In a world where the sports culture is geared toward men’s and women’s sports being as close to mirror images of each other as possible, wouldn’t it make sense to have the men and women take part in a postseason that uses the same structure?
If you’re the Mid-American Conference, then your answer is simply “no” when discussing the realm of MAC basketball.
Let me explain just what I’m talking about. The MAC tournament for both men’s and women’s basketball seem to be pretty similar. Both give four teams a first-round bye and include every team in the conference. There is one fundamental difference, however, in that the men’s tournament awards the first-round byes to the top four teams in the conference regardless of divisional alignment.
The women’s byes are given to the top two teams in each division. If this doesn’t seem like a big deal, ask yourself a question: is it really fair for a second-place team in the MAC East with an 8-8 conference record to get a bye over a third-place MAC West team who went 10-6?
That’s exactly what happened to the women last week. Kent State got a bye in the first round of the tournament with an 8-8 conference record whereas NIU found itself playing at 10-6. Injustice, I am screaming your name.
It would be different if there were a viable reason for divisional alignment to play a role in seeding, but there isn’t. It’s not as though travel times would be a concern for a tournament played entirely in one building. Are you trying to tell me that the long trek from the locker room doors to the court is exhausting to these Division I athletes, MAC? I’m sorry to say I’d have to disagree with you.
“If you would do our bracket like you would do the men, or do our overall standings like the men do, we would finish fourth, and to tell you the truth, that bye would have really helped us,” said Carol Owens, NIU women’s head coach. “On the men’s side, they’ve got one through four, the top teams in the conference get the byes where we split it.”
It’s true that if the women’s tournament were set up the same as the men’s, then NIU would have gotten a bye and possibly avoided their first-round exit, but don’t get it twisted.

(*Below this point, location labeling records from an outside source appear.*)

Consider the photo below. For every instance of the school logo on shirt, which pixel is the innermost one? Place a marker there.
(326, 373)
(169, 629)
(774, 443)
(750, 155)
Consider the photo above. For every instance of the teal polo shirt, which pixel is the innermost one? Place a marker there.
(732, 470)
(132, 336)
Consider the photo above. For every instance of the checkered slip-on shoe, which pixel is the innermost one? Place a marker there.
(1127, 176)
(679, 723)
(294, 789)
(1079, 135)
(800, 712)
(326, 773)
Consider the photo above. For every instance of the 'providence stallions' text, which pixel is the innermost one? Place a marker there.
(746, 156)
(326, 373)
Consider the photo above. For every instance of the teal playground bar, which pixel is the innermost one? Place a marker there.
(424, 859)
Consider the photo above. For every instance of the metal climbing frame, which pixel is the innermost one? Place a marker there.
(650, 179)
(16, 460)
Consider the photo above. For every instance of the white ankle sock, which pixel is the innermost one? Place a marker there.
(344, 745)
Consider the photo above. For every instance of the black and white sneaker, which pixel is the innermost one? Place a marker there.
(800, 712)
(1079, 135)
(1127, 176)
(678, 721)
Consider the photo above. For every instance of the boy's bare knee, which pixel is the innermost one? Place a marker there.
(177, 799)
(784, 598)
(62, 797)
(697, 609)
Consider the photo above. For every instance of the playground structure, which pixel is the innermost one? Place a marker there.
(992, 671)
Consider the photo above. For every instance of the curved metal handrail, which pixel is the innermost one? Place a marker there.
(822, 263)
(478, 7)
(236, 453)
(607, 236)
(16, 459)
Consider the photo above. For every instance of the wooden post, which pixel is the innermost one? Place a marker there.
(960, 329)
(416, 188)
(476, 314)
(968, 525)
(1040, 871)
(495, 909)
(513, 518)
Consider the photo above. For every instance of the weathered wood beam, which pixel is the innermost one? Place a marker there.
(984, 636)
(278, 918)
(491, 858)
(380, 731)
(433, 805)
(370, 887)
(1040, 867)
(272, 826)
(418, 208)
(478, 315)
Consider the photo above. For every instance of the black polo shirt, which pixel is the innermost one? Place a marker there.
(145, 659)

I’m not trying to make excuses for this team. I don’t believe anybody will argue the fact that they blew it, plain and simple, against a Buffalo team they should have beaten. Keep in mind, though, that NIU finished out its regular season on the road against eventual tournament champion Ball State and a Western Michigan team that it hadn’t beaten away from DeKalb since before I was born.
Now I ask you, if this team has a better conference record than a team with a bye, why should they be forced to play in a one-and-done atmosphere on a normal turnaround period simply because they play in a better division?
Moreover, why is there a discrepancy between the two tournaments? From where I’m standing, I would think that the only difference should be the gender of the players. Is there some inherent correlation between gender and divisional play that I was not made aware of? Say it ain’t so, MAC, because the pieces just don’t match up.
Maybe new MAC Commissioner Jon Steinbrecher will address this because it is a problem.
The last time I checked, problems usually don’t go away until they’re fixed.